The US PGA Tour announced on Thursday it was scrapping the last three rounds of The Players Championship, which began earlier in the day, and its other tournaments scheduled for the next three weeks.
European football’s governing body, UEFA, will give major consideration to delaying this summer’s Euro 2020 tournament until next year. UEFA has called a meeting of its 55 member associations next week to discuss options for all its competitions and all options are on the table.
Already next week’s Manchester City v Real Madrid and Juventus v Lyon Champions League matches have been postponed. City have confirmed one of their first-team players is self-isolating while the whole Real squad have been quarantined as a precautionary measure after a member of the club’s basketball team tested positive. Leicester City have also confirmed three of their players are in self-isolation on medical advice.
The Football Association of Ireland has announced all football activity under its jurisdiction has been suspended until March 29 and Wales’ friendly against the United States on March 30 is off.
The Danish football federation has said it expects its country’s friendly against England at Wembley on March 31 also to go.
In Ireland, all horse racing will take place behind closed doors until March 29.
A number of Scottish sporting events are set to be postponed or played behind closed doors. First Minister Nicola Sturgeon has said she would recommend the cancellation of gatherings of more than 500 people from Monday.
That would mean Sunday’s Old Firm clash between Rangers and Celtic in the Ladbrokes Premiership fixtures could go ahead as planned.
The Guinness PRO14 – which features Scottish, Welsh, Irish, Italian and South African clubs – has also been suspended for an unspecified period of time.
In the United States, Major League Soccer, Major League Baseball, the NBA and NHL have also paused their programmes. Basketball’s world governing body FIBA is suspending all its competitions from Friday while EuroLeague and NCAA basketball are also stopped.
Utah Jazz player Rudy Gobert has apologised for his behaviour after learning he has tested positive for the virus. Gobert had touched reporters’ equipment as he joked that he was not scared to catch Covid-19.
Gobert wrote: “The first and most important thing is I would like to publicly apologise to the people I may have endangered.

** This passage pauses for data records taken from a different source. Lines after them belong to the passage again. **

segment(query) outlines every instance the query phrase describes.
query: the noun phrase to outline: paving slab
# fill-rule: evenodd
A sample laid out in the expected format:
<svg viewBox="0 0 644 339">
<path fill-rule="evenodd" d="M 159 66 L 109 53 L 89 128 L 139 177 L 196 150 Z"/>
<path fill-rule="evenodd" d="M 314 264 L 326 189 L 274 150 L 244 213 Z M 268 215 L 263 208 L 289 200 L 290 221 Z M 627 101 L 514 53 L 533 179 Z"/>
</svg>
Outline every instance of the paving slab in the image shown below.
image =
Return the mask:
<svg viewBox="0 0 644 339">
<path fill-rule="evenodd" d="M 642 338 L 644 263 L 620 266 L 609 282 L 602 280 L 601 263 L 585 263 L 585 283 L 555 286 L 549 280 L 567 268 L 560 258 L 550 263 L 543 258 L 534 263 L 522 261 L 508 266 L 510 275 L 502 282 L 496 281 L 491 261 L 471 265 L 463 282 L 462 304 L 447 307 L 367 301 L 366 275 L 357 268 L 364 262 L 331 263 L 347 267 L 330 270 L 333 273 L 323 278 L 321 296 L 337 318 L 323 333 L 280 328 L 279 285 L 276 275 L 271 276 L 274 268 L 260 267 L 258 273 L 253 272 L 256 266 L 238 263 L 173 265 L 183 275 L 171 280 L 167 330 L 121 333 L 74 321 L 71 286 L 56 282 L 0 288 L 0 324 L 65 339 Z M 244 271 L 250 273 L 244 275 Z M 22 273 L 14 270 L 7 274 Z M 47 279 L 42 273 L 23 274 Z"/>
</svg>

At the time, I had no idea I was even infected. I was careless and make no excuse.”
In tennis the ATP and WTA Tours have both suspended all their professional tournaments until mid-April. In golf, the ANA Inspiration, the first women’s major of the year, is among five women’s tournaments to be cancelled.
The Great Britain men’s and women’s hockey teams will not be travelling to South Africa for a warm-weather training camp to prepare for the Olympics next week.
And the one-day international series between Australia and New Zealand will be played behind closed doors in Sydney and Hobart, Cricket Australia said.
The International Olympic Committee, however, said it remains “fully committed” to holding the Tokyo 2020 Games on schedule, starting on July 24.
Other positive tests for coronavirus include former Southampton forward Manolo Gabbiadini and Colombian cyclist Fernando Gaviria.